Megan also spent a week volunteering at a dog rescue in Chiang Mai, Thailand. The shelter is home to dogs who have been rescued after being abandoned, beaten, or abused. While the dogs can be adopted, any who aren’t will be cared for by one of the local shelters for their whole lives.
While she studied under the veterinarians leading her group, Megan and her team made a difference in the lives of these dogs. By providing check-ups and cleanings, diagnosing and treating ear and eye problems, taking and testing blood, administering vaccines, cleaning and treating wounds, and helping with sterilization surgeries, the students were able to help support the health and well-being of these dogs.
Megan then spent a week on the island of Koh Tao in the South of Thailand, working through Loop Abroad with the New Heaven Marine Conservation project. She helped to do marine surveys via SCUBA diving, worked on creating artificial reefs to help rebuild the coral reefs of Thailand, and studied marine conservation.
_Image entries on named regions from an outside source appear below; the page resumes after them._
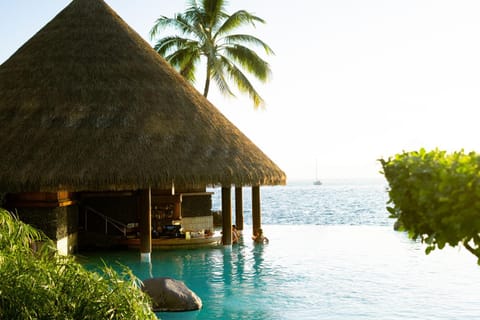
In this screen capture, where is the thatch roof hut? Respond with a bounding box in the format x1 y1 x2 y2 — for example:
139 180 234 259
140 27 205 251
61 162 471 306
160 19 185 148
0 0 286 192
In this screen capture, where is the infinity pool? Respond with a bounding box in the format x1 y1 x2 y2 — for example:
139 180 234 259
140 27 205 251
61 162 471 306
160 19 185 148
81 225 480 320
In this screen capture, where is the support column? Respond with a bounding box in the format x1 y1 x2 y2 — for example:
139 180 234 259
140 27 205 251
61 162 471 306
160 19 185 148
138 188 152 263
252 186 262 234
222 186 232 246
235 187 243 231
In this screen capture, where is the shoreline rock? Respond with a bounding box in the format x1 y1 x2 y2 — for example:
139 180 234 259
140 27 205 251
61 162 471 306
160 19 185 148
142 277 202 312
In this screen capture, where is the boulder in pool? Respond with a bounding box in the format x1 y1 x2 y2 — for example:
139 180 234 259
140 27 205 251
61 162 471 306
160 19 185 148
142 278 202 312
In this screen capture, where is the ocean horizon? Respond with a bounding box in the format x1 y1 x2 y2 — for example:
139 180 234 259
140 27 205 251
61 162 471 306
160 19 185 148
83 180 480 320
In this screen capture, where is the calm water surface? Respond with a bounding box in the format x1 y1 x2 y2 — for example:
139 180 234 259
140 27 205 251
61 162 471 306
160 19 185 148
81 183 480 320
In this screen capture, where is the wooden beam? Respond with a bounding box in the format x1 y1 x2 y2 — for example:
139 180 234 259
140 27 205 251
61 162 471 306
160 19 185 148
138 189 152 263
222 186 232 246
252 186 262 234
235 187 243 230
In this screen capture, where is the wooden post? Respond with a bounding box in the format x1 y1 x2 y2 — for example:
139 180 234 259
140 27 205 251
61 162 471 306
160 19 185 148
138 188 152 263
235 187 243 230
252 186 262 234
222 186 232 246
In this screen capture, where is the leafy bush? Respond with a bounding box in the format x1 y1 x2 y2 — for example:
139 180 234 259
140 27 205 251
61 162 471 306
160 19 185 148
0 209 157 320
380 149 480 264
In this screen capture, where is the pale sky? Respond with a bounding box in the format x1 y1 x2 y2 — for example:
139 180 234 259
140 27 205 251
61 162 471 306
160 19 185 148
0 0 480 181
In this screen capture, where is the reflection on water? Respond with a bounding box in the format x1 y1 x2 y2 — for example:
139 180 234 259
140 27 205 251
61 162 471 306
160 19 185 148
80 225 480 320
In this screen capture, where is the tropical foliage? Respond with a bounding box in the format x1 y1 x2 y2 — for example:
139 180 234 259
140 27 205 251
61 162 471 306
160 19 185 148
150 0 273 107
380 149 480 264
0 209 157 320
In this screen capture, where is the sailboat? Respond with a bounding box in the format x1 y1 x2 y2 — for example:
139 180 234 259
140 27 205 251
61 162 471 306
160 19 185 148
313 161 322 186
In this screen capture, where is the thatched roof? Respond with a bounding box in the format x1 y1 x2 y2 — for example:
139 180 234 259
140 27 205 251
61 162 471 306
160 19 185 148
0 0 285 192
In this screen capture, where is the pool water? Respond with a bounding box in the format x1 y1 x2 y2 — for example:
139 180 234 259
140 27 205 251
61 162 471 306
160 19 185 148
80 224 480 320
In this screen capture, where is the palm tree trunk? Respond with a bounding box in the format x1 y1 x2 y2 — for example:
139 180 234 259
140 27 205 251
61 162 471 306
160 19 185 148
203 61 210 98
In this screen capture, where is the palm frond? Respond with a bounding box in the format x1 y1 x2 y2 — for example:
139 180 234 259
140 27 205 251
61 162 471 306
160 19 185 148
221 57 265 109
222 34 275 55
215 10 265 36
207 57 235 96
224 45 272 82
201 0 228 31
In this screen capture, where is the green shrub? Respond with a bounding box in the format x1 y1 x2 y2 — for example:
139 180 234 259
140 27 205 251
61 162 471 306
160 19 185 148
380 149 480 263
0 209 157 320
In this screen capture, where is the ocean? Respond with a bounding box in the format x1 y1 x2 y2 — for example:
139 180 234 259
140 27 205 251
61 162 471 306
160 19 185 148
81 180 480 320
With plastic consumption and marine pollution in the news daily, projects like New Heaven and Loop Abroad’s marine conservation projects aim to help educate students like Megan while allowing them to be part of making a tangible difference in protecting biodiversity in the world’s oceans. From cleaning beach trash to tracking ocean animal populations, this work focuses on empowering local organizations to make a daily impact and help increase education about the importance of marine biodiversity and the health of our oceans and sea life.
Loop Abroad has animal science and veterinary programs for students and young adults age 14 to 30, and offers financial aid and fundraising help. Interested participants can inquire or apply at www.LoopAbroad.com. Admission to veterinary and marine programs is selective and Megan was selected based on her transcript, admissions essay, and professional references.
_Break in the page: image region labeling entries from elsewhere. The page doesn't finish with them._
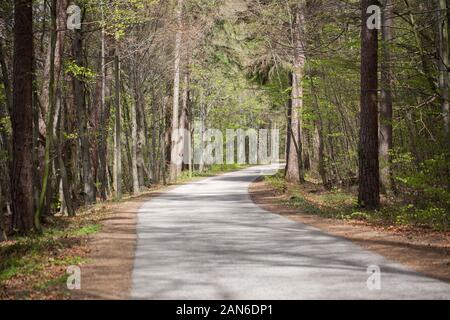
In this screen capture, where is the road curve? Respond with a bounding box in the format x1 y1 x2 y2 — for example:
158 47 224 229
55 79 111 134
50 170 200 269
132 166 450 300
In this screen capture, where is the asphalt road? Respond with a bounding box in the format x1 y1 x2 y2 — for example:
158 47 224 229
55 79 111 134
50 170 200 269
132 166 450 300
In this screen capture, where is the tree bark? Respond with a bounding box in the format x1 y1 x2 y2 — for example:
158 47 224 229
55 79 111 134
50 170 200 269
437 0 450 141
379 0 394 192
114 47 122 200
286 5 305 183
72 18 95 206
11 0 34 232
358 0 380 209
169 0 183 182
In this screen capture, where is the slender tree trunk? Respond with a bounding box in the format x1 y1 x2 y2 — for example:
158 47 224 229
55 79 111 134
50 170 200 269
11 0 34 232
98 19 108 201
0 40 13 114
56 89 75 217
379 0 394 192
286 6 305 183
437 0 450 141
130 82 139 194
169 0 183 182
358 0 380 209
73 19 95 205
114 47 122 200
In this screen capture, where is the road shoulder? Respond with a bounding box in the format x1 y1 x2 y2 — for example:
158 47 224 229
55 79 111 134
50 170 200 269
249 179 450 283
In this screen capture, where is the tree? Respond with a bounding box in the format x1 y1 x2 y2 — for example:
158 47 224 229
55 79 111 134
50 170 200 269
11 0 35 232
436 0 450 141
169 0 183 182
380 0 394 191
358 0 380 209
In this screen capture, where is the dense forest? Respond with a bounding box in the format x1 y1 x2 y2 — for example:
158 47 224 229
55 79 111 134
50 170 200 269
0 0 450 239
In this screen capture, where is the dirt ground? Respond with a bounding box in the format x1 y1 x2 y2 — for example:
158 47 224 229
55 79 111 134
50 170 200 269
71 174 450 300
71 186 174 300
250 181 450 283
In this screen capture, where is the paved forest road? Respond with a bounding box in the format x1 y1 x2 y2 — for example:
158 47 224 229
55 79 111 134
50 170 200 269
132 166 450 300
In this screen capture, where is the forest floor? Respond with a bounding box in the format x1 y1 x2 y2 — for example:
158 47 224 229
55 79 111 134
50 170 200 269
0 166 243 300
250 177 450 283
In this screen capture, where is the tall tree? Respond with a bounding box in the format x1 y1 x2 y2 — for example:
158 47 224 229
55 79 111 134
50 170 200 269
72 5 95 205
379 0 394 191
286 1 306 183
436 0 450 141
169 0 183 182
358 0 380 209
114 44 122 200
11 0 34 232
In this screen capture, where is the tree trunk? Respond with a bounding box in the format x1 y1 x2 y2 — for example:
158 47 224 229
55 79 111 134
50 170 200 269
379 0 394 192
358 0 380 209
130 84 139 194
437 0 450 141
286 5 305 183
169 0 183 182
73 19 95 206
11 0 34 232
114 47 122 200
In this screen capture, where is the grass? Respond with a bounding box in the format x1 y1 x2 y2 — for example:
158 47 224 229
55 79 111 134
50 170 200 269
0 165 253 299
0 218 101 299
265 173 450 231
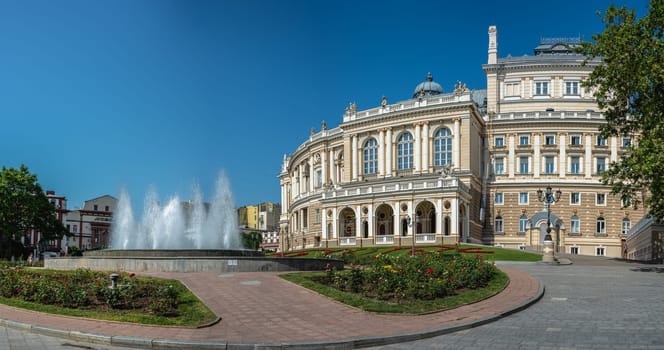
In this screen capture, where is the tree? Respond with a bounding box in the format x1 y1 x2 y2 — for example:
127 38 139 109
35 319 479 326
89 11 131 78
0 165 69 258
579 0 664 220
242 231 263 250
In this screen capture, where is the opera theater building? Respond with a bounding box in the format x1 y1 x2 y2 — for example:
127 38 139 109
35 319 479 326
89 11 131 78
279 26 644 257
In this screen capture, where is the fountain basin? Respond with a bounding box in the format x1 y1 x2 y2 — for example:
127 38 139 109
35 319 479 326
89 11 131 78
44 249 343 273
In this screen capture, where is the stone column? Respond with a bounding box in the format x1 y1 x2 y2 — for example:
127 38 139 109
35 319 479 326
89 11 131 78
452 117 461 169
533 132 542 178
583 133 593 179
350 134 358 181
558 132 567 177
413 123 422 173
422 122 429 173
385 128 392 176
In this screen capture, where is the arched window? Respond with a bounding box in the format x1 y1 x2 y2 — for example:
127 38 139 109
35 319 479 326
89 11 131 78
622 218 632 235
397 132 413 170
496 216 504 233
569 215 581 235
519 215 528 233
597 216 606 235
433 128 452 166
362 138 378 175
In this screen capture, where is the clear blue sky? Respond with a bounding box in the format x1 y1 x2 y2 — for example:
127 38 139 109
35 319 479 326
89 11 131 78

By following a study abroad model instead of a voluntourism model, Loop focuses on educating its students so that they can contribute and serve in meaningful ways. It also works with locally run animal welfare and conservation organizations so that students contribute to long-term improvement on the ground in the countries they visit. With programs in Thailand, South Africa, Australia, and the Amazon and Galapagos, Loop Abroad is able to support animal welfare and conservation around the world because of its students and their dedication to helping animals in need.
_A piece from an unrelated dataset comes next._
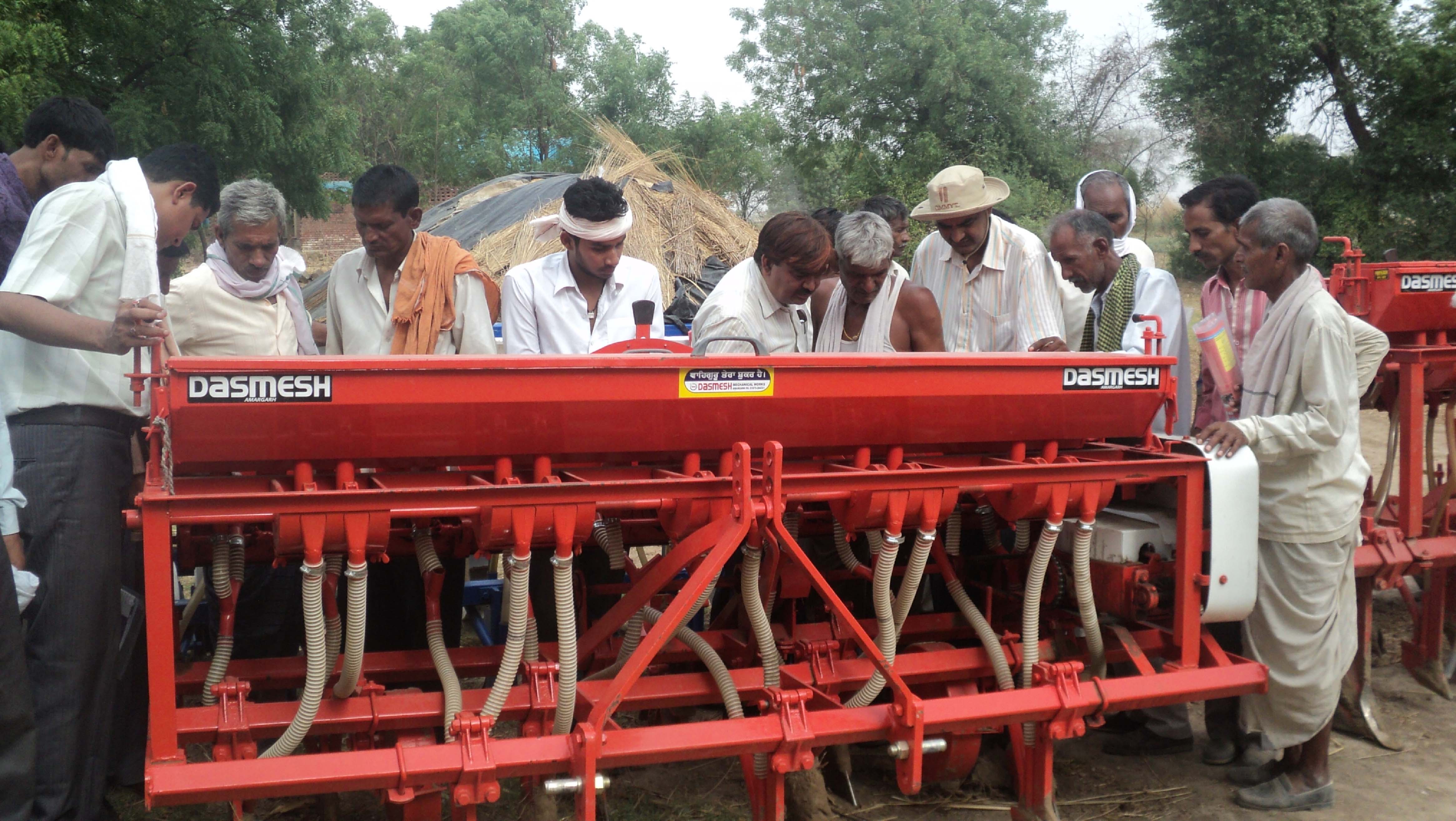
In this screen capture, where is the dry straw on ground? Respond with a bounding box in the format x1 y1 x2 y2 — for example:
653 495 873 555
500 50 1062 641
472 121 759 303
The program’s Managing Director Jane Stine says, “Our students are some of the most amazing people I have ever met. They are kind, compassionate, dedicated, hard-working individuals who have big goals and want to make a big impact. It’s amazing to see how eager they are to learn and challenge themselves. Over the last nine years, we’ve seen them go on to do some wonderful things.”
Of her trip, Megan says, “This trip has been an extremely rewarding and fun experience. I was able to work with animals I probably would not have otherwise had the opportunity to work with, as well as learn a lot of things I can use in the future.”